Gabriel Heimannsohn wurde am 28. Juli 1877 in Herrnstadt (dem heutigen Wąsosz) – etwa 40 Kilometer südlich von Lissa in Niederschlesien – geboren. Er war der Sohn des Kaufmanns Samuel Heimannsohn und dessen Frau Eva, geborene Scherer. Über sein Elternhaus, seine Kindheit und Jugend in der Kleinstadt an der Bartsch (Barycz) habe sich keine Zeugnisse erhalten. Es ist auch nicht bekannt, ob Gabriel im Kreis von Geschwistern aufwuchs. Seine Eltern gehörten aber aller Wahrscheinlichkeit nach zur kleinen, jüdischen Gemeinde der Ortschaft, zu der zum Zeitpunkt der Geburt von Gabriel etwa 50 Personen zählten.
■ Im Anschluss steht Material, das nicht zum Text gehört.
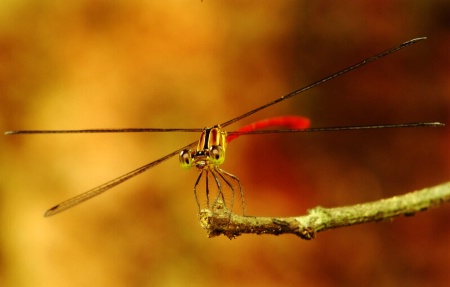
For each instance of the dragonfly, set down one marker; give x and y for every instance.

Gabriel Heimannsohn studierte nach seiner Schulausbildung in Breslau (Wrocław), Berlin und Würzburg Medizin, promovierte 1903 mit einer Arbeit zur Fettverstoffwechselung mit dem Titel: „Ueber das Schicksal des bromhaltigen Fettes (Bromipin) im Stoffwechsel des Säugetieres“ und erhielt im selben Jahr seine Approbation. Gabriel Heimannsohn war Allgemeinmediziner und als Schularzt der 3./4. Gemeindeschule in Berlin-Lichtenberg tätig. Seine Praxis lag in der Kronprinzenstraße 1. Am 10. August 1903 heiratete er die vier Jahre jüngere Berlinerin Johanna Ellson, Tochter des in Berlin ansässigen Kaufmanns Simon Ellson und dessen Frau Leora, geborene Bibo. Zum Zeitpunkt der Hochzeit wohnte Gabriel Heimannsohn im damals noch nicht eingemeindeten Friedrichsberg bei Berlin. Nach der Eheschließung suchte sich das Paar eine Wohnung in der Frankfurter Allee 191–192. Gabriel und Johanna bekamen in den 1900er-Jahren einen Sohn namens Rudolf. Im Ersten Weltkrieg war Gabriel Heimannsohn als Battaillonsarzt an der Front eingesetzt. Leider haben sich keine Quellen erhalten, die einen Einblick in das Leben der Familie im Berlin der letzten Kriegsjahre und in der Weimarer Republik vermitteln könnten. Gabriels Sohn studierte nach seinem Schulabschluss Jura, wurde Rechtsanwalt und eröffnete 1932 eine Kanzlei, die neben der Praxis seines Vaters in der Kronprinzenstraße 1 lag, wo dieser seit mehr als 30 Jahren praktizierte.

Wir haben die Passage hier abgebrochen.